Oral mucositis (OM) is a painful and problematic complication during cancer treatment, especially radiation therapy, caused by excessive superoxide generated during treatment that breaks down epithelial cells that line the mouth. Patients suffering from OM experience severe pain, inflammation, ulceration and bleeding of the mouth.

In the United States, more than 50 percent of patients with cancer receive radiotherapy at some time in their treatment. In patients with head and neck cancer, radiotherapy is a mainstay of treatment and approximately 70 percent of patients receiving chemoradiotherapy develop severe oral mucositis (SOM) as defined by the World Health Organization as Grade 3 or 4, which is the most debilitating side effect of the radiotherapy.
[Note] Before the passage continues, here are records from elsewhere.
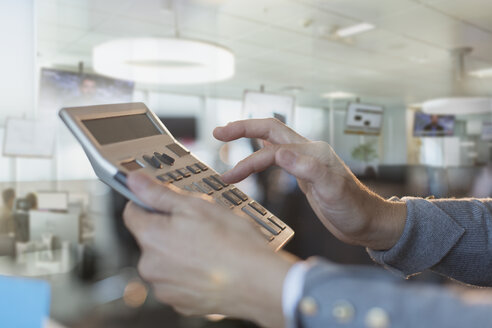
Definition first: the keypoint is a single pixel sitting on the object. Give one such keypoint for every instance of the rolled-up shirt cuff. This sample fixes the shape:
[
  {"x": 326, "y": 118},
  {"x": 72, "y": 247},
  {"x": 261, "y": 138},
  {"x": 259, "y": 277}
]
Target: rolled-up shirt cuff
[
  {"x": 292, "y": 291},
  {"x": 428, "y": 236}
]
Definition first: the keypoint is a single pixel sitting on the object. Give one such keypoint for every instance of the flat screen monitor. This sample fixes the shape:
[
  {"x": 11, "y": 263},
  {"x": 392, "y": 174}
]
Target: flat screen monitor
[
  {"x": 52, "y": 200},
  {"x": 432, "y": 125},
  {"x": 59, "y": 88},
  {"x": 364, "y": 119}
]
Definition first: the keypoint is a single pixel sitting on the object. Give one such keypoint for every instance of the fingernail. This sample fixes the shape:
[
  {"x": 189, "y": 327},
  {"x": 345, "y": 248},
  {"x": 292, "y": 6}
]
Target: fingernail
[
  {"x": 288, "y": 157},
  {"x": 226, "y": 175}
]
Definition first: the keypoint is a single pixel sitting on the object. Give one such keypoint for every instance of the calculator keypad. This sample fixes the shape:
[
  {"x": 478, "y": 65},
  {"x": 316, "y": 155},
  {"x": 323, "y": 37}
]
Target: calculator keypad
[{"x": 212, "y": 184}]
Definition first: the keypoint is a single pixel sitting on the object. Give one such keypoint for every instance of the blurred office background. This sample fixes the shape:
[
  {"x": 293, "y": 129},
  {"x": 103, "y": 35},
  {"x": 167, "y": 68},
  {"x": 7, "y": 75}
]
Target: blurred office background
[{"x": 400, "y": 88}]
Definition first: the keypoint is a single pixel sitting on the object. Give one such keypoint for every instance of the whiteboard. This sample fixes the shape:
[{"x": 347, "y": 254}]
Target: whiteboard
[
  {"x": 261, "y": 105},
  {"x": 29, "y": 138}
]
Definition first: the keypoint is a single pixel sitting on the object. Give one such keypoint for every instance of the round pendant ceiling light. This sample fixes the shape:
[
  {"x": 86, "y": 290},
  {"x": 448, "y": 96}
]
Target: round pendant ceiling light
[{"x": 164, "y": 61}]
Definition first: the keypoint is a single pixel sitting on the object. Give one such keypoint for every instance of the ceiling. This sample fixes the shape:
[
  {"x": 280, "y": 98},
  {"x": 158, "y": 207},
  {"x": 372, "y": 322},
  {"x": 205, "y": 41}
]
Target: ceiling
[{"x": 288, "y": 43}]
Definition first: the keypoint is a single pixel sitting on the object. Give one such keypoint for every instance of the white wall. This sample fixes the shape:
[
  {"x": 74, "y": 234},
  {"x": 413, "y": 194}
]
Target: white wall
[{"x": 17, "y": 58}]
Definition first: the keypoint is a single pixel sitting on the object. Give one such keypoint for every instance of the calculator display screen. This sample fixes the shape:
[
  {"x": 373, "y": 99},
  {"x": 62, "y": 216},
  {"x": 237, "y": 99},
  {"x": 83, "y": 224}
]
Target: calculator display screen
[{"x": 121, "y": 128}]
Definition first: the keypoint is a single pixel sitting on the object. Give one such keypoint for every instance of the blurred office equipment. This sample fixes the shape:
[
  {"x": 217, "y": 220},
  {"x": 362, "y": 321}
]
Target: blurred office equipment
[
  {"x": 64, "y": 226},
  {"x": 29, "y": 138},
  {"x": 7, "y": 245},
  {"x": 433, "y": 125},
  {"x": 364, "y": 119},
  {"x": 21, "y": 219},
  {"x": 258, "y": 104},
  {"x": 60, "y": 88},
  {"x": 52, "y": 200},
  {"x": 486, "y": 133}
]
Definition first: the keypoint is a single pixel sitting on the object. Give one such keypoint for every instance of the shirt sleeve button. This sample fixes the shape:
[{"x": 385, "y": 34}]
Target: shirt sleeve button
[
  {"x": 343, "y": 312},
  {"x": 377, "y": 318},
  {"x": 308, "y": 306}
]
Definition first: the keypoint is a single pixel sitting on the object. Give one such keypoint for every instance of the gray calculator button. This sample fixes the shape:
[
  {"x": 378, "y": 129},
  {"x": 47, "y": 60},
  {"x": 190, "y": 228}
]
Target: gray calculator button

SOM can adversely affect cancer treatment outcomes by causing interruptions in radiotherapy, which may compromise the otherwise good prognosis for tumor control in many of these patients. SOM may also inhibit patients’ ability to eat solid food or even drink liquids, and can cause serious infections. Further, the costs of managing these side effects are substantial, particularly when hospitalization and/or surgical placement of PEG tubes to maintain nutrition and hydration are required. There is currently no drug approved to prevent or treat SOM in patients with head and neck cancer.

About GC4419

GC4419 is a highly selective and potent small molecule dismutase mimetic that closely mimics the activity of human superoxide dismutase enzymes. GC4419 works to reduce elevated levels of superoxide caused by radiation therapy by rapidly converting superoxide to hydrogen peroxide and oxygen. Left untreated, elevated superoxide can damage noncancerous tissues and lead to debilitating side effects, including oral mucositis (OM), which can limit the anti-tumor efficacy of radiation therapy. Conversion of elevated superoxide to hydrogen peroxide, which is selectively more toxic to cancer cells, can also enhance the effect of radiation on tumors, particularly with stereotactic body radiation therapy (SBRT), which produces high levels of superoxide.

GC4419 has been studied in patients with head and neck cancer, GC4419’s lead indication, for its ability to reduce the incidence and duration of radiation-induced severe oral mucositis (SOM). Results from Galera’s 223-patient, double blind, randomized, placebo-controlled Phase 2b clinical trial demonstrated GC4419’s ability to dramatically reduce the duration of SOM from 19 days to 1.5 days (92 percent), the incidence of SOM through completion of radiation by 34 percent and the severity of patients’ OM by 47 percent, while demonstrating acceptable safety when added to a standard radiotherapy regimen. In addition, in multiple preclinical studies, GC4419 demonstrated an increased tumor response to radiation therapy while preventing toxicity in normal tissue.

The U.S. Food and Drug Administration (FDA) granted Breakthrough Therapy designation to GC4419 for the reduction of the duration, incidence and severity of SOM induced by radiation therapy with or without systemic therapy. The FDA also granted Fast Track designation to GC4419 for the reduction of the severity and incidence of radiation and chemotherapy-induced OM.